Our study has limitations. Lambs are a different species with a chest shape that differs from human neonates. However, they have been used in neonatal research because their lung development resembles human neonates. Our focus was to simulate the newborn transition at birth during a bradycardic episode. The study randomization was selected before resuscitation by design and was not blinded. All lambs were delivered by C-section. Selection criteria included lambs with persistent stable bradycardia, measuring effective forward blood flow at the start of ventilation with no arrhythmia or PEA. We also did not perform bag-and-mask ventilation prior to initiating PPV via ETT and chest compressions. The absence of corrective ventilation steps such as mask adjustments, reposition of head and neck, suction of mouth and nose, open airway, pressure increase, alternate airway (MR SOPA) as recommended by NRP may influence the results. To minimize confounding factors, all lambs were intubated before asphyxia was induced, and the entire resuscitation process was conducted in a controlled environment. A key limitation of this study is the open-chest model required for placement of flow probes, which may alter hemodynamic responses to chest compressions compared to an intact chest. However, the instrumentation was similar in both control and study groups and was not influenced by assignment bias. The coronary flow probe was essential for obtaining data evaluating myocardial perfusion with a direct measure of coronary blood flow, which is a novel aspect of our research. A randomized study like this in humans would not be ethically feasible. Finally, we recognize that this model primarily focuses on asphyxia-induced bradycardia during neonatal resuscitation in the delivery room, which may limit the broader applicability of the findings to other causes of neonatal arrest.

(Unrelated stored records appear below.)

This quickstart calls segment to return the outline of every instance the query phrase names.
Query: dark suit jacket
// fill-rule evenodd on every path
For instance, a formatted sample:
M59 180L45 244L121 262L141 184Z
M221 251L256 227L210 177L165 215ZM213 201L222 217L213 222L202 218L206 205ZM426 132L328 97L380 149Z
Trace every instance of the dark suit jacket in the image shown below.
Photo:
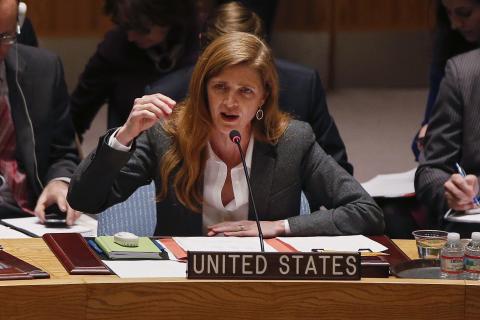
M353 175L347 152L335 121L328 112L325 92L318 73L284 60L275 60L280 80L279 104L294 118L310 123L318 144ZM183 68L159 79L146 89L147 94L162 93L181 101L188 91L193 67Z
M160 125L144 132L130 152L99 141L75 173L68 201L77 210L98 213L124 201L152 179L160 188L159 161L171 144ZM311 127L293 120L276 145L255 141L252 192L260 220L289 221L292 235L379 234L383 214L360 184L318 146ZM94 192L91 192L94 190ZM310 215L299 216L304 190ZM327 209L320 209L324 206ZM254 220L250 201L249 219ZM202 215L178 202L169 187L157 203L156 235L201 235Z
M176 68L194 61L195 49L186 50L187 53L179 57ZM108 103L107 127L122 125L135 98L144 94L145 86L165 74L156 69L146 50L128 41L125 31L115 28L108 32L71 95L75 130L83 135L104 103Z
M16 158L27 175L33 205L50 180L70 177L79 163L63 67L56 55L21 44L10 49L5 67Z
M450 59L415 175L417 198L441 222L448 210L443 184L458 162L480 175L480 49Z

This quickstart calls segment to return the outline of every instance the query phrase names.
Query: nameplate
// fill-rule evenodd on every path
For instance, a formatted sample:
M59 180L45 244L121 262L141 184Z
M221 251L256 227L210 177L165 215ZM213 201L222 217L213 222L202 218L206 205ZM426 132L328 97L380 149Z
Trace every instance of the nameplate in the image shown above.
M358 252L187 252L189 279L360 280Z

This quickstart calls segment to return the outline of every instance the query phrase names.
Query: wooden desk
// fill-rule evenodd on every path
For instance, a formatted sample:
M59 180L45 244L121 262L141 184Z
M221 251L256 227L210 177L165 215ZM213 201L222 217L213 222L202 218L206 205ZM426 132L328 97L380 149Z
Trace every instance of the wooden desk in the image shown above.
M0 319L478 319L480 286L453 280L192 281L70 276L42 239L0 240L51 279L0 281ZM413 241L397 244L413 258Z

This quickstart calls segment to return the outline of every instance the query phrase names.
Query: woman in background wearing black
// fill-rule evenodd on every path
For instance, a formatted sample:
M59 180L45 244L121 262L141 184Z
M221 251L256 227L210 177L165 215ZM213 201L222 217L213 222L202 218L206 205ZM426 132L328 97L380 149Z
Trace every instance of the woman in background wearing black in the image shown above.
M71 96L80 137L108 103L107 127L119 126L145 86L197 58L193 0L106 0L116 27L90 58Z

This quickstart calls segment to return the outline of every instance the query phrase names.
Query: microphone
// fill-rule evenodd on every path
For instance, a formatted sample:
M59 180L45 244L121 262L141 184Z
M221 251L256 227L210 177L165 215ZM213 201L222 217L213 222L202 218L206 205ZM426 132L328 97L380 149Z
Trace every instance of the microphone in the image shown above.
M263 245L262 227L260 226L260 220L258 219L255 200L253 199L252 187L250 186L250 176L248 175L247 164L245 163L245 157L243 155L242 146L240 146L240 141L242 140L242 136L240 135L240 132L238 132L237 130L230 131L230 140L232 140L232 142L237 145L238 151L240 152L240 158L242 158L243 170L245 171L245 178L247 178L248 192L250 193L250 200L252 201L253 213L255 213L255 221L257 222L258 238L260 239L260 249L262 250L262 252L265 252L265 247Z

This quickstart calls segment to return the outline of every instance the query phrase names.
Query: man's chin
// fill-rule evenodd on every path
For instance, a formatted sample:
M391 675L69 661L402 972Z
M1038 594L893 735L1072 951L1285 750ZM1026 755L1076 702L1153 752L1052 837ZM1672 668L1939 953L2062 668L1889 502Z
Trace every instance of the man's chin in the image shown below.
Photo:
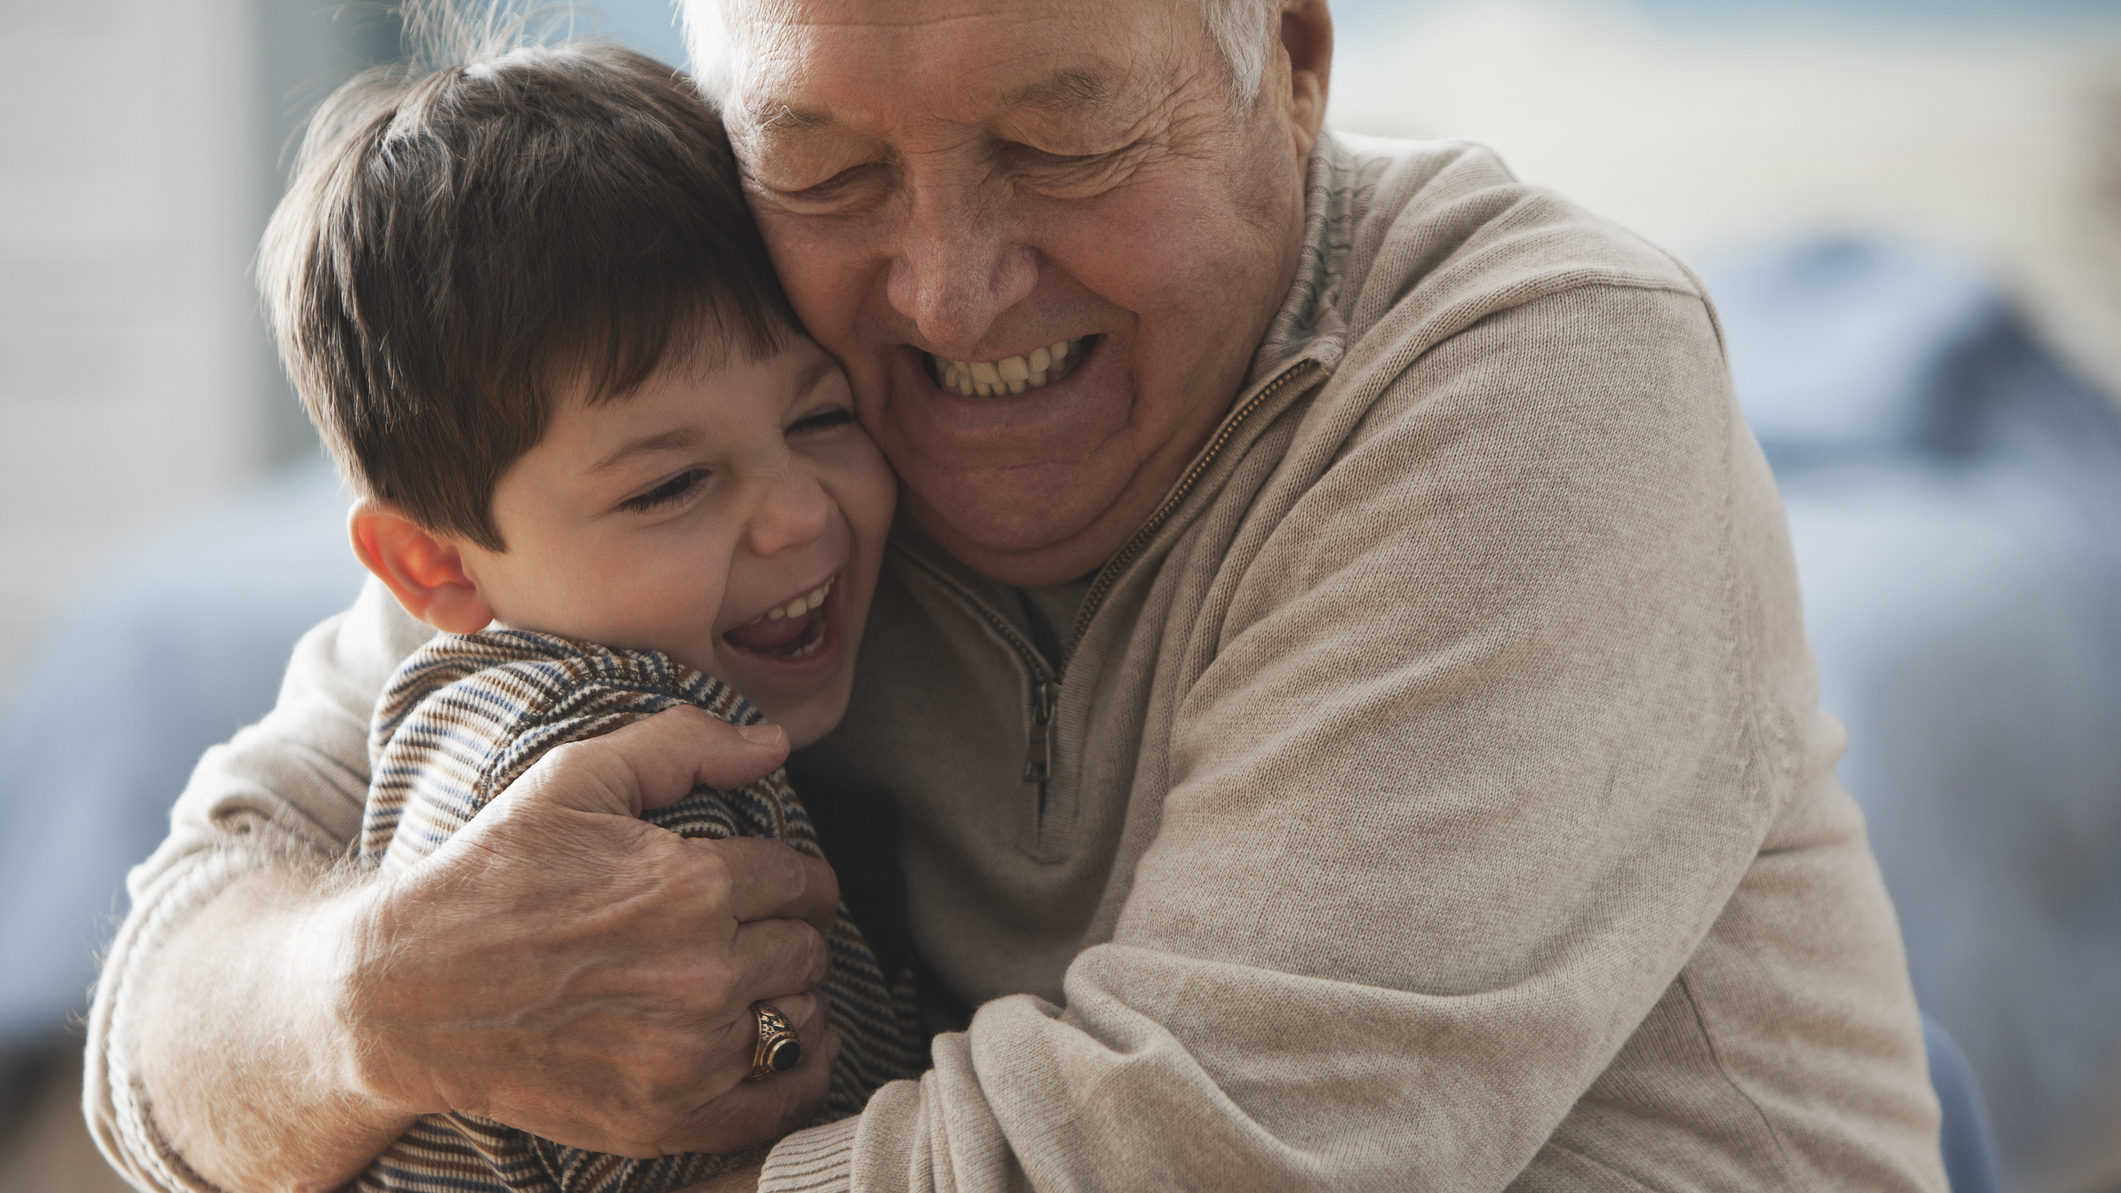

Our significant strengths include the use of the first ever asphyxia induced bradycardia model and the measurement of blood flow in the left circumflex artery as a surrogate for coronary flow instead of using coronary perfusion pressure. This is also the first scientific study to evaluate the current recommendations for initiating CC in a bradycardic newborn. We aim to investigate the effects of lowering the heart rate threshold for initiating CC during neonatal resuscitation.

Conclusion

Focusing on providing effective PPV reduced the need for CC, improved gas exchange at ROSC, and preserved inherent flows in a near-term ovine model of bradycardia compared to current NRP resuscitation guidelines.

Diverting attention to providing CC may distract neonatal resuscitation providers from focusing on effective PPV. The current recommendations from NRP remain the standard of care until further evidence becomes available. Registry studies/future clinical studies, along with follow-up, are needed to understand the indication for CC.